Both can be found at Art House at 231 Delgado St., Santa Fe, just off Canyon Road, where the current exhibition “Luminous Flux” features contemporary pieces involving computer, digital, electroluminescent and related forms from the more than 500 works of art collected by Carl and Marilynn Thoma and presented through their foundation.
And one of those works, by Rafael Lozano-Hemmer, entitled “Pulse Index,” does indeed scan the fingerprints of viewers and record their heartbeats, offering an individual’s numeric and graphic pulse rate. That reading is temporary; the spiral image of the fingerprint stays until 509 more are added.
Talk about participatory art.
Of course, one of the downsides of computer-driven art is that a program can develop a glitch and shut down. But Kathleen Richards, registrar of Art House, also demonstrated the upside – she could call for help to the artist’s technician in Montreal, who was able to fix the problem remotely.
“You can troubleshoot a piece from anywhere in the world,” she said.
While the art is new, its Santa Fe home is newer. Art House opened in September with this inaugural exhibit.
The Thomas split their time between Santa Fe and Chicago, where Carl Thoma formed a venture capital firm, according to Mira Burack, the foundation’s associate director. The couple, both from Oklahoma, attended Stanford University’s business school and probably started collecting art not long after graduation, she said.
The open-mindedness of the collectors can be inferred from one of the works on display: Federico Solmi’s “Douche Bag City” – a critique of capitalism – includes 15 screens, each surrounded by a black laser-cut frame with Gothic or Baroque undertones, that use video game imagery to follow Dick Richman, “a Wall Street capitalist with greed and anger issues.”
The organization’s conference room has a coffee table with a digital video surface, Anne Morgan Spalter’s “Topio,” which uses Chicago’s buildings, beaches and lake to create a morphing kaleidoscope.
Richards said one viewer found it reminiscent of a black hole absorbing an old universe and then bursting forth with a new one as the kaleidoscopic image disappears into the center and then spreads out anew.
Many of the works, the women said, operate from computer programs that constantly change the images, so that a particular artistic design you see one moment may never exist again. So the color combinations that border squares within squares in Leo Villareal’s “Double Scramble,” for instance, may not appear more than once.
While the exhibit’s title, “Luminous Flux,” refers to the light energy perceived by the human eye, it also could incorporate the shift of color and brilliance from some of the continually morphing works. Or the light that is not visible to the eye, Burack added.

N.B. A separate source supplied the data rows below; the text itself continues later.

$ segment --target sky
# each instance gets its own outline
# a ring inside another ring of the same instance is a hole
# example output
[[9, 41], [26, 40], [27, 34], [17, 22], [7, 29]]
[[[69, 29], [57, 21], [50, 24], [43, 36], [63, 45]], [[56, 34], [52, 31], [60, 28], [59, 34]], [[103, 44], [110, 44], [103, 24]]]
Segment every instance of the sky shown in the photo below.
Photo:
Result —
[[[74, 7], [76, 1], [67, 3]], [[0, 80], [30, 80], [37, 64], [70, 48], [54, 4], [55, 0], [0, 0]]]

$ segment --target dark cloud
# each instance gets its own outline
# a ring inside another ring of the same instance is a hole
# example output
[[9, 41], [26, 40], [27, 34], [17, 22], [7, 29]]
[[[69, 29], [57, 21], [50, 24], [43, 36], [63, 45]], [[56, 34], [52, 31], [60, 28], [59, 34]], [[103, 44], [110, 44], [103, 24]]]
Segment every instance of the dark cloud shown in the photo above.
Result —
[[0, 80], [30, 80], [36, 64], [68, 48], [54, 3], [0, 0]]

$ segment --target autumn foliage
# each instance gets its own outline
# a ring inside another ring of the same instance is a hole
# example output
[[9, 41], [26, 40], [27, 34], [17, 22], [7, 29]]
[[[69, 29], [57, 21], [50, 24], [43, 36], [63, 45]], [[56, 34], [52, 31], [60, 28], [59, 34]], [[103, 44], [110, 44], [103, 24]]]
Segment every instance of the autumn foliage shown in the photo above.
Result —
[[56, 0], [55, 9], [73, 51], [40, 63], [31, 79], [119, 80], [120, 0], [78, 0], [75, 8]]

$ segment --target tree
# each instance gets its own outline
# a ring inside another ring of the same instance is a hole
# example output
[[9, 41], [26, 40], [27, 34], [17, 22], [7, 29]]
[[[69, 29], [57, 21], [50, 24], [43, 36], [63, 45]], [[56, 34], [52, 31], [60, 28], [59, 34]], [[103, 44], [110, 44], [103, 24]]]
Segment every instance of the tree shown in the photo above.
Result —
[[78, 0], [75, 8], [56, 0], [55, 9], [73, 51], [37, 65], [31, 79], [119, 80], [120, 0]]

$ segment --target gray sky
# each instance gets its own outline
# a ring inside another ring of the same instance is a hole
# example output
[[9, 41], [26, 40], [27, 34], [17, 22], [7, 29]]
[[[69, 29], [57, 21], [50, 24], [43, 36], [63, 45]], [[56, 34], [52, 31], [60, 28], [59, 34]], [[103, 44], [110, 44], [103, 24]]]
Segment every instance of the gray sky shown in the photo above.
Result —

Some pieces are static, while others have a repeating image, such as Peter Sarkisian’s “Ink Blot,” which all writers no doubt can identify with. On a table holding a spill from an ink bottle on one end and a notepad on the other, a projection traces the path of a crawling, writhing man struggling to make his way from the ink to the paper.
The four rooms of the exhibit each have a theme, Burack said. The first is about light and color, and different ways of presenting them, from paint to computer algorithms.

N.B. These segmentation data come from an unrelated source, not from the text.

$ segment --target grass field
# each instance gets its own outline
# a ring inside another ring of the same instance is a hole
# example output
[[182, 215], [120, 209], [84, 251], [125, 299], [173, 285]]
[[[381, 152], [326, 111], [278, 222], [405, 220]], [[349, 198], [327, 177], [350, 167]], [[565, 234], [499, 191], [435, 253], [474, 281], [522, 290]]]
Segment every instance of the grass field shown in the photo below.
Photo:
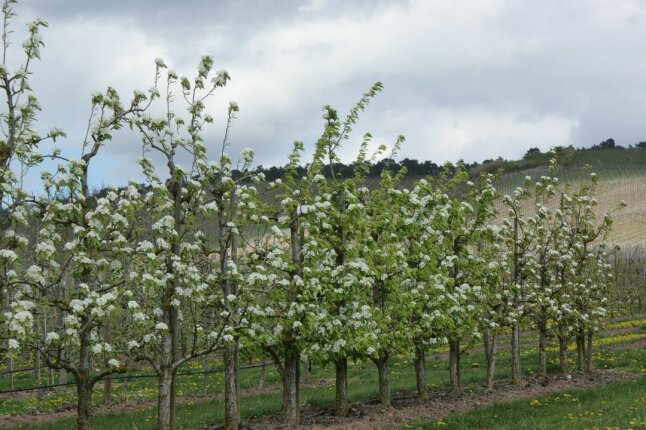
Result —
[[[594, 354], [595, 366], [597, 368], [630, 371], [646, 376], [646, 347], [633, 347], [636, 344], [643, 345], [643, 340], [646, 339], [646, 318], [632, 318], [630, 320], [613, 322], [608, 324], [607, 329], [609, 330], [605, 332], [605, 335], [603, 337], [599, 337], [595, 342], [597, 347], [597, 352]], [[535, 363], [537, 358], [534, 351], [536, 336], [533, 333], [527, 333], [523, 337], [523, 341], [524, 347], [522, 360], [524, 364], [524, 372], [529, 376], [536, 372]], [[504, 339], [501, 338], [500, 342], [504, 345], [504, 343], [506, 343], [506, 336]], [[557, 371], [558, 357], [556, 354], [555, 345], [552, 345], [548, 351], [548, 371]], [[510, 355], [508, 350], [500, 351], [498, 357], [496, 378], [508, 378], [510, 364]], [[573, 355], [571, 355], [571, 357], [573, 358]], [[446, 368], [447, 359], [443, 348], [429, 354], [429, 360], [427, 361], [427, 383], [429, 387], [440, 388], [448, 386], [449, 380]], [[377, 393], [377, 377], [374, 366], [367, 363], [357, 363], [351, 366], [350, 370], [349, 394], [351, 401], [374, 398]], [[470, 354], [464, 356], [463, 371], [465, 393], [481, 392], [482, 383], [485, 378], [483, 354], [478, 352], [478, 350], [474, 350]], [[247, 369], [242, 373], [242, 386], [249, 389], [242, 399], [242, 415], [244, 419], [275, 414], [280, 408], [281, 399], [277, 386], [267, 387], [271, 389], [265, 391], [259, 391], [252, 388], [256, 385], [258, 377], [258, 369]], [[216, 396], [216, 394], [222, 392], [221, 378], [222, 376], [220, 374], [210, 376], [208, 385], [210, 398], [185, 397], [183, 399], [182, 403], [178, 406], [177, 411], [178, 429], [197, 429], [222, 421], [222, 401]], [[308, 407], [331, 404], [334, 400], [333, 378], [334, 371], [332, 367], [315, 367], [313, 372], [308, 375], [308, 379], [304, 380], [304, 388], [301, 395], [302, 406]], [[405, 357], [399, 357], [393, 361], [391, 365], [390, 378], [392, 384], [391, 390], [393, 392], [411, 391], [415, 388], [413, 369], [411, 363]], [[129, 386], [130, 399], [137, 400], [139, 402], [149, 402], [154, 400], [154, 381], [143, 379], [135, 381], [136, 383], [132, 382]], [[267, 383], [271, 384], [277, 382], [278, 377], [273, 369], [271, 369], [268, 372]], [[182, 377], [180, 379], [179, 390], [183, 396], [200, 393], [202, 390], [202, 376], [192, 375]], [[95, 397], [97, 402], [101, 398], [102, 393], [100, 391], [101, 390], [99, 389]], [[119, 384], [115, 384], [114, 391], [115, 393], [119, 392]], [[4, 395], [0, 399], [0, 413], [4, 417], [7, 417], [13, 414], [30, 413], [36, 408], [40, 408], [43, 411], [55, 410], [66, 404], [73, 403], [74, 393], [72, 390], [65, 390], [62, 392], [47, 393], [44, 396], [41, 395], [40, 399], [38, 397], [39, 396], [36, 394], [29, 397], [16, 396], [14, 398]], [[519, 404], [523, 405], [522, 402]], [[611, 409], [614, 408], [612, 405], [609, 405], [608, 407]], [[136, 408], [137, 410], [131, 409], [133, 408], [100, 414], [96, 418], [95, 428], [106, 430], [115, 428], [152, 430], [155, 428], [154, 403], [140, 403]], [[510, 420], [513, 422], [512, 418], [510, 418]], [[2, 418], [0, 418], [0, 423], [1, 422]], [[27, 420], [23, 422], [28, 422], [28, 417]], [[446, 422], [449, 422], [448, 418]], [[437, 423], [429, 423], [428, 425], [436, 424]], [[458, 425], [458, 427], [454, 428], [464, 428], [459, 427], [459, 424], [456, 425]], [[66, 418], [54, 423], [43, 423], [38, 425], [25, 424], [18, 428], [63, 430], [73, 427], [74, 419]]]
[[617, 382], [475, 409], [402, 429], [644, 429], [646, 381]]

The second room, the one with the man crawling from the spilled ink, focuses on anxiety created by technology in this digital age. It also includes Sarah Frost’s “Buy 5 yr,” a mosaic of keys from discarded computer keyboards.
From there you move on to different “virtual bodies,” featuring Solmi’s violent animation in contrast to Jim Campbell’s gentle presentation of softly blurred home movies.
The final room, “The Mechanical Hand,” includes works from some of the grandfathers of computer art, such as Manfred Mohr, some of whose images use computer algorithms to create small designs inked up and down a white page with a mechanical hand.
“The program created its own individual designs,” Richards said, adding that they are like snowflakes in their individual uniqueness.
While this exhibit presents some of the more contemporary art, the Thoma collection includes other types of art, mainly Spanish Colonial, Japanese bamboo baskets and New Mexico modernism, Burack said. Future exhibits may combine examples from different categories, she added.
Art House probably will have two different exhibits a year – this one is slated to run through March 21. The Thoma Foundation also shows works at the Orange Door in Chicago, she said.
Burack is putting together programs for students that involve more than just walking through the galleries, but involve in-depth discussion and writing, she said. She already has done a session with students at the Santa Fe University of Art and Design and is planning one for the New Mexico School for the Arts. Adult programming eventually may be developed, she added.